For multi-lingual applications the dominant approach has been use of multi-lingual ontologies and taxonomies the BioCaster [8] and HealthMap [9] systems. These are still essentially keyword volume systems at the core. Furthermore, these systems are really just secondary aggregators as they themselves rely on human mediated systems like Promed-Mail [10] which may make the semantic check redundant. In general multilingual text classification for the purpose of semantic filtering of texts for disease surveillance hasn’t been a very active area of research. We could only find one recent study by Mutuvi et al. [11] which systematically investigates the issue. In terms of motivation and technical approach this work is very similar where we differ is that we investigate the issue for Twitter messages whereas Mutuvi et al. [11] employed Promed-Mail messages. Social media messages generated on platforms like Twitter present unique challenges for conventional text processing techniques for instance Twitter text is generated by millions of users, each with their own individual writing style and vocabulary.

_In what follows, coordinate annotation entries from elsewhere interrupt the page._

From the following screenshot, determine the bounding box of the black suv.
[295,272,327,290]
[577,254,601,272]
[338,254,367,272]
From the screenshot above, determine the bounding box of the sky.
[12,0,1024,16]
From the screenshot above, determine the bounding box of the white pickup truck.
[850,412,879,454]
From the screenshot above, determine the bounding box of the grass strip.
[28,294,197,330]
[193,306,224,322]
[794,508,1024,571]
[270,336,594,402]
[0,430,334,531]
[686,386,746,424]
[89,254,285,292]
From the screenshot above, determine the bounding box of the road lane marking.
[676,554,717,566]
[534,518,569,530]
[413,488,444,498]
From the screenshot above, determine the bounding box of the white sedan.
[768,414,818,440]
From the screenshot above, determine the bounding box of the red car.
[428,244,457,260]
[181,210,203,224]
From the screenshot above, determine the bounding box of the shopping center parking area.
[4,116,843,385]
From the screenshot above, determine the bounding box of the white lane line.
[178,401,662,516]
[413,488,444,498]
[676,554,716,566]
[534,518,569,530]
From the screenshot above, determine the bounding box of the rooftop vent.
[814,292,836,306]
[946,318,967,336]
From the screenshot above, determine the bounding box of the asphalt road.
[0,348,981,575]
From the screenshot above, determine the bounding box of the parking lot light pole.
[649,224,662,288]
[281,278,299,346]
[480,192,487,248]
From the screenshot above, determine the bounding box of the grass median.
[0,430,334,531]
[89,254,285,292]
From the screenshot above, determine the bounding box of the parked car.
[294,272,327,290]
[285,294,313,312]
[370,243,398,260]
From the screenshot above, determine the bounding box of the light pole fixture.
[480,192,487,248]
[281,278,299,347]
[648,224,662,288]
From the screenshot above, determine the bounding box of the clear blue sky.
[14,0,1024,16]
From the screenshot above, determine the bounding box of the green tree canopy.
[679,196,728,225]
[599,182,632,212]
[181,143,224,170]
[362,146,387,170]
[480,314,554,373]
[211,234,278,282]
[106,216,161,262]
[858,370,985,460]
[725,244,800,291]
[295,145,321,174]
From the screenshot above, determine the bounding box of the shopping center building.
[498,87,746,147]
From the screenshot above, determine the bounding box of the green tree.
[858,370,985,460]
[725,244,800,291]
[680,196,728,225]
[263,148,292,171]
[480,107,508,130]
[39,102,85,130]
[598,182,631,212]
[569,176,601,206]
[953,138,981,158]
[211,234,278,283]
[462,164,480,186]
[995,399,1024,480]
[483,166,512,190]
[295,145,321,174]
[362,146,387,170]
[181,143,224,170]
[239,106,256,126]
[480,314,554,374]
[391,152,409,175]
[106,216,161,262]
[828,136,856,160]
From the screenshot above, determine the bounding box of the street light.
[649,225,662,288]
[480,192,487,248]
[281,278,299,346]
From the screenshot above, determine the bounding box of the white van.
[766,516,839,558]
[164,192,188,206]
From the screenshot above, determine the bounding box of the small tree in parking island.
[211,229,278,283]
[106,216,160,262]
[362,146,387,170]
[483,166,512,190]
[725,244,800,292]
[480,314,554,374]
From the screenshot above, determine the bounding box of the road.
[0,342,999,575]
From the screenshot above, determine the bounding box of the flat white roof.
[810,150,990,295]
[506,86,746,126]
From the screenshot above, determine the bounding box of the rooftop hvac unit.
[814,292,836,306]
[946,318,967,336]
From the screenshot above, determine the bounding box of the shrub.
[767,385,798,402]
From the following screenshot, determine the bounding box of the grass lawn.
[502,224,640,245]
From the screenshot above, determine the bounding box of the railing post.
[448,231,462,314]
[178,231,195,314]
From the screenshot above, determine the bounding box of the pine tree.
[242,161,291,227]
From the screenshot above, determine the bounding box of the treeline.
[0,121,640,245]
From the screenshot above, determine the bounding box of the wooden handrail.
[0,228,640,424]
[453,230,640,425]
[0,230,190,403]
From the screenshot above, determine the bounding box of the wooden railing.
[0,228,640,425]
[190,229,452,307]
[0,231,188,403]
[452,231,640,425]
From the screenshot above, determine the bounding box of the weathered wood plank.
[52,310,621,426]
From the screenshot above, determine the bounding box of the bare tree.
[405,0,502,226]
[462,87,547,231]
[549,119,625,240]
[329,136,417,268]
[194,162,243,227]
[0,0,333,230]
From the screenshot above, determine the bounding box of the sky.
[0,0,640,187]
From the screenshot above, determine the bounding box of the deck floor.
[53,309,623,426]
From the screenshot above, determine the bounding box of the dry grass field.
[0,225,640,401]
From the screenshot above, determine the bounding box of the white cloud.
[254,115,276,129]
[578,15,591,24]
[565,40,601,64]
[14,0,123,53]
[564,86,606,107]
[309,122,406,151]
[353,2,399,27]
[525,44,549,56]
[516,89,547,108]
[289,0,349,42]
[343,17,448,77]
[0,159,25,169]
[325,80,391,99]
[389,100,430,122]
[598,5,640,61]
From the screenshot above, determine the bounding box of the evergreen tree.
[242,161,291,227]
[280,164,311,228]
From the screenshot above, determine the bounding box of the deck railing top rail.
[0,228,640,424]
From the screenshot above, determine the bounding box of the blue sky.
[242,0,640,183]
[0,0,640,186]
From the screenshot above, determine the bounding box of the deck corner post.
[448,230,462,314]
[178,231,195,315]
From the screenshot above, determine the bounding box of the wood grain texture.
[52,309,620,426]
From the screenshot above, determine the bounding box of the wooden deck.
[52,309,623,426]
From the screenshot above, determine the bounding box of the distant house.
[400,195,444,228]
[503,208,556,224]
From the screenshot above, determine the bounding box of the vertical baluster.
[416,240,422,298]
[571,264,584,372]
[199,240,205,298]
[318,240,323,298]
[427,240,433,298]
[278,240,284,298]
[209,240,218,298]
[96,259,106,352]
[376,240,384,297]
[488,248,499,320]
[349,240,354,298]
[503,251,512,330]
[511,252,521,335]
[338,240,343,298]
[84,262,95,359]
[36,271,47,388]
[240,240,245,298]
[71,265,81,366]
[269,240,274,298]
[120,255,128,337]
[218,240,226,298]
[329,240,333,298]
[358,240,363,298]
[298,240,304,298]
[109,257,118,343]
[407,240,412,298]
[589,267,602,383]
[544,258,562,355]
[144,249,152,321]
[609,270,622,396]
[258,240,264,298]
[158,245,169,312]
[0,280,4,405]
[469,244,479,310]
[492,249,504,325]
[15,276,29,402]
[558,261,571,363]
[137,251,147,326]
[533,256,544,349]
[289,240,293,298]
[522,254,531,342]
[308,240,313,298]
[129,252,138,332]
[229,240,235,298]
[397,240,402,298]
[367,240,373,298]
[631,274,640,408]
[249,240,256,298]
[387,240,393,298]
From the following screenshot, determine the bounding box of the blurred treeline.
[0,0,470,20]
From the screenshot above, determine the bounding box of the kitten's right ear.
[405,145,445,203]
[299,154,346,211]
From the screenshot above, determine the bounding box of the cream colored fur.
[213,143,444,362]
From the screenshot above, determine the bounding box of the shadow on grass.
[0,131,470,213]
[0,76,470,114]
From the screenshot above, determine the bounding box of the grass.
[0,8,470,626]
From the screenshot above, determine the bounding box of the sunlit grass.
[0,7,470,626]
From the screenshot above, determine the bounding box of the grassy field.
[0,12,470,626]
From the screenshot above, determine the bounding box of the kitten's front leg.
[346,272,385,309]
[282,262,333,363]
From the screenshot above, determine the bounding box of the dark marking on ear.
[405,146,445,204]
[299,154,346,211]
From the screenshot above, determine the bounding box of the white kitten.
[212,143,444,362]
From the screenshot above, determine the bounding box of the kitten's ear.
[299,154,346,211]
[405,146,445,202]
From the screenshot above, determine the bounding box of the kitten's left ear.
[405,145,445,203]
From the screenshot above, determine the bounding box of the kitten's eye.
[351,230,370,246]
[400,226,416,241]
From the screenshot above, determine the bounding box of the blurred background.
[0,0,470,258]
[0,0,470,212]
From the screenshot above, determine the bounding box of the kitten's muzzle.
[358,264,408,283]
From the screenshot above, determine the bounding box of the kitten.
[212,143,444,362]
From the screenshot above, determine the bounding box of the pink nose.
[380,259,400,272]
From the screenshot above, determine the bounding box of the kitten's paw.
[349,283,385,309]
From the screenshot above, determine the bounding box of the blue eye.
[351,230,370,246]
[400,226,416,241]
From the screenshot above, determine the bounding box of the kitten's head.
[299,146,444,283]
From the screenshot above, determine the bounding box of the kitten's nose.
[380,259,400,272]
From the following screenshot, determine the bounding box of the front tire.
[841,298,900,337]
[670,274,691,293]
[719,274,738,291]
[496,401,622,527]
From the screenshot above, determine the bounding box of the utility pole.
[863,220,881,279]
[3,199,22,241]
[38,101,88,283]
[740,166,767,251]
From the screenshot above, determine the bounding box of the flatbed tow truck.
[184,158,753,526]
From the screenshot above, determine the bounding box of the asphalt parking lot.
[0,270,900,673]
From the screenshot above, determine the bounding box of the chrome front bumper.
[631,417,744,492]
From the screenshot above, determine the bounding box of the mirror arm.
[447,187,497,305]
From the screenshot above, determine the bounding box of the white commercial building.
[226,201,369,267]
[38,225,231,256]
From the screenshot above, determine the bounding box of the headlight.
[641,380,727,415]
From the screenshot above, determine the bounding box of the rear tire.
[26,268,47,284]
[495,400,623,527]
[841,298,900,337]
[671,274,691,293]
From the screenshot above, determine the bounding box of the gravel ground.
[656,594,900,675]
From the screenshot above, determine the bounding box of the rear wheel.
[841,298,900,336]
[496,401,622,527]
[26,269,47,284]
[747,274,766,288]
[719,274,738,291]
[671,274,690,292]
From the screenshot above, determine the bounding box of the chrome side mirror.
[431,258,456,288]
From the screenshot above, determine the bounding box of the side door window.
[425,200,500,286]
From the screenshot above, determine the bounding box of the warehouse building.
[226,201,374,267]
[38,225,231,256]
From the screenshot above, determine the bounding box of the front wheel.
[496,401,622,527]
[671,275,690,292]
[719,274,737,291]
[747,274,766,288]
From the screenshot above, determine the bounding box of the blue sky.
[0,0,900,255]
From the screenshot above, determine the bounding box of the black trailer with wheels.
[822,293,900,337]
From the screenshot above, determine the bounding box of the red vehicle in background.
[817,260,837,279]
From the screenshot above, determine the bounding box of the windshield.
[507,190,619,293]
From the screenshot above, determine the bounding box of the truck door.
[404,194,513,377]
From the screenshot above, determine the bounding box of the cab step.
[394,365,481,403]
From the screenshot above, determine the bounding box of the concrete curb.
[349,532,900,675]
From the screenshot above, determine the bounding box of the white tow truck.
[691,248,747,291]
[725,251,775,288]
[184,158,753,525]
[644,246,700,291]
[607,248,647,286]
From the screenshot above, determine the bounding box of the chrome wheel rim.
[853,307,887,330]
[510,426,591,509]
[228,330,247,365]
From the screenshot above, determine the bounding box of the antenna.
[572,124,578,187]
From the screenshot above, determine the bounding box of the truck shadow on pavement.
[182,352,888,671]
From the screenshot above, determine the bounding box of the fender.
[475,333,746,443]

In addition tweets are short, colloquial in nature and are characterized by slang, misspellings, poor grammar and additional artifacts like hashtags, emoticons and URLs (Uniform Resource locators). Furthermore, they are less purposeful than platforms like Promed-Mail which have been created with an explicit goal of communicating about disease outbreaks. When people report disease events on Twitter it is often inadvertent meaning parts of the message will be redundant and even misleading. Another key difference is the error analysis. Previous work has not delved into a detailed discussion of the error types and their implications for the use case. Here we dedicate a significant portion of time on characterizing the errors and discussing their implications on end-to-end performance and the desirability of different models.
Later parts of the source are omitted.